Advances in the field of surgery have revolutionized care for millions of individuals. From the development of modern cardiac surgical techniques to the removal of abdominal malignancies and repair of orthopedic fractures, the depth and scope of modern surgical practice is immense. With the more recent advent of minimally invasive laparoscopic and endovascular procedures, surgery continues to expand therapeutic boundaries while also minimizing overall pain, disability and scarring following invasive operations.
Despite these achievements, evolution within the field is marked by periods of significant patient pain and suffering. Much of this morbidity and mortality can be attributed to one of two critical obstacles that hindered progress for thousands of years. The first was management of pain in a conscious patient undergoing surgery. To minimize pain, surgeons had to operate at such a rapid pace that interventions remained limited to basic amputations and excisions, rather than more delicate and intricate procedures. Beginning in 1846, however, this obstacle was overcome when the American dentist Dr. William Morton performed a tooth extraction under ether anesthesia, and soon after Dr. John Warren performed the first successful public surgery using general anesthesia at what is now called the Ethe Dome at Massachusetts General Hospital
The second obstacle was controlling lethal surgical site infection. The risk of overwhelming sepsis from operative wounds long precluded anything but the most urgent and lifesaving of interventions. Approximately two decades after the successful demonstration of general anesthesia, Sir Joseph Lister spearheaded the development of surgical antisepsis with the introduction of carbolic acid to sterilize surgical wounds, instruments and even surgeons’ hands. While this breakthrough was met initially with skepticism, antiseptic practices eventually led to dramatic reductions in infection-related morbidity and mortality.
Patient outcome and quality data now suggest that surgery is as safe and effective as ever (1).
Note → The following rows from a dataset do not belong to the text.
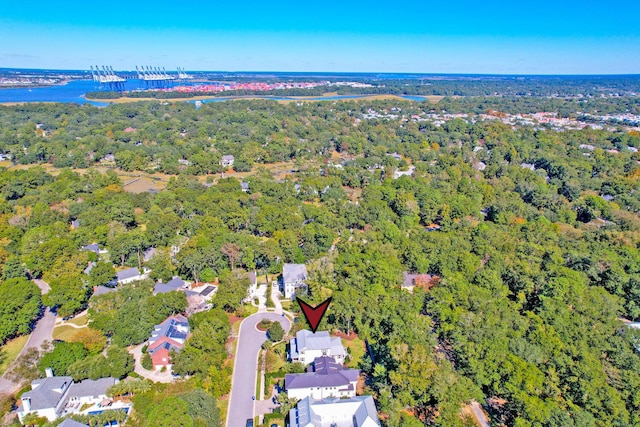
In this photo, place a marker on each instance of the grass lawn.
(63, 333)
(286, 304)
(79, 320)
(274, 361)
(223, 406)
(356, 348)
(11, 350)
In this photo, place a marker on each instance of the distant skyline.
(493, 37)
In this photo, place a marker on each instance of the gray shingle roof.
(253, 279)
(127, 274)
(175, 327)
(47, 392)
(91, 388)
(172, 285)
(294, 273)
(327, 373)
(92, 247)
(71, 423)
(101, 290)
(356, 411)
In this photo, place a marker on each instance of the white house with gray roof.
(227, 160)
(307, 346)
(359, 411)
(71, 423)
(92, 392)
(47, 397)
(325, 378)
(131, 275)
(175, 284)
(294, 276)
(53, 397)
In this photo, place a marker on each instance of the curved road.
(243, 383)
(41, 333)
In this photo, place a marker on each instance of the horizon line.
(362, 72)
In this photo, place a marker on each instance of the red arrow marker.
(314, 314)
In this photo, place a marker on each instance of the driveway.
(153, 375)
(243, 382)
(41, 333)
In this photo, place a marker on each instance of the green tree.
(101, 274)
(171, 412)
(19, 309)
(63, 355)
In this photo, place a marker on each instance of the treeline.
(535, 245)
(510, 86)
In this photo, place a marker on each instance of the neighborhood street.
(243, 383)
(41, 333)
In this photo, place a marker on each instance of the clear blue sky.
(542, 37)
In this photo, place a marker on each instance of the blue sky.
(543, 37)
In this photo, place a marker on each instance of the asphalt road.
(243, 384)
(41, 333)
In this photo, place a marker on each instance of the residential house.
(398, 173)
(358, 411)
(90, 266)
(175, 284)
(131, 275)
(46, 397)
(148, 254)
(307, 346)
(410, 281)
(294, 276)
(167, 336)
(94, 247)
(71, 423)
(101, 290)
(53, 397)
(89, 392)
(325, 378)
(227, 160)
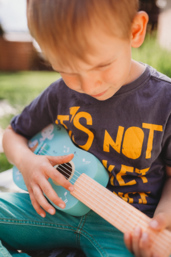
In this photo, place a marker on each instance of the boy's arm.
(138, 242)
(36, 171)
Notwithstanding, we contend that a third major obstacle remains to be solved. This ubiquitous but often ignored, minimized or “expected” complication is bleeding. All surgical procedures carry at least some risk of hemorrhage, even when performed by the most experienced of surgeons. Bleeding risk can range from minor wound hematomas to potentially life-threatening exsanguination. Bleeding can be lethal even without excessive blood loss, as intracerebral hemorrhage can cause death through brain herniation.
Currently, more than 50 million inpatient surgeries are performed annually in the United States, with millions more occurring worldwide (Centers for Disease Control and Prevention [CDC], 2010 Data). The safety and efficacy of these procedures clearly depends upon surgeons’ awareness of the risks of bleeding, along with the implementation of a broad therapeutic arsenal to manage intraoperative hemorrhage. Indeed, the 1912 Nobel Prize in Physiology or Medicine was awarded to the French surgeon and biologist Alexis Carrell for his pioneering work with vascular suturing techniques. Electrosurgical devices to cut tissue while limiting blood loss were introduced by Dr. William Bovie in 1926, and can now be found in just about every modern operating theater. Most recently, topical prothrombotic sealants, glues and gauzes have been introduced to aid in surgical hemostasis (3,4).
If surgeons recognize the inherent and potentially lethal risk of bleeding, then the question remains why not attempt to prevent this complication before it occurs? Curiously, there are no specific therapies administered to patients before surgery to prevent hemorrhage. This stands in stark contrast to the near-universal use of pain medications, anesthesia, antibiotics and antimicrobial agents to limit pain and prevent infection, respectively. For patients receiving systemic anticoagulants or suffering from thrombocytopathies and coagulopathies, there is the option of replacing inactivated clotting factors with exogenous blood components. The vast majority of surgical procedures, however, are performed on individuals with seemingly normal he-mostatic and clotting pathways.
While the majority of surgical patients maintain effective hemostasis, many do not, and a significant portion of morbidity and mortality following surgery can be attributed directly to bleeding and/or subsequent blood transfusion practices. On average, more than 20% of patients undergoing colorectal surgery require perioperative red blood cell transfusion, whereas patients undergoing primary pancreaticoduodenectomy surgery can receive up to double that number of transfusions (5,6). Patients who do receive blood products are at significantly increased risk for serious perioperative morbidity and mortality (7,8). Moreover, the additional health care costs associated with hemorrhagic complications are substantial (9).
Specific surgical disciplines are associated with high risks of hemorrhage. Trauma is the fifth leading cause of death in the United States, and the number one cause of death of people under the age of 45 (10,11). Bleeding is the most common preventable cause of death following traumatic injury. The military also faces enormous challenges to limit bleeding. Uncontrolled hemorrhage from noncompressible internal organ injury remains the leading cause of preventable soldier death on the battlefield (12). Therapies to improve hemostasis following traumatic injuries, such as administration of recombinant Factor VIIa or the antifibrinolytic agent tranexamic acid, remain limited (13–16). As a result, surgeons still rely on tourniquets, body cavity packing and holding direct pressure to manage uncontrolled traumatic hemorrhage until definitive surgical control is obtained.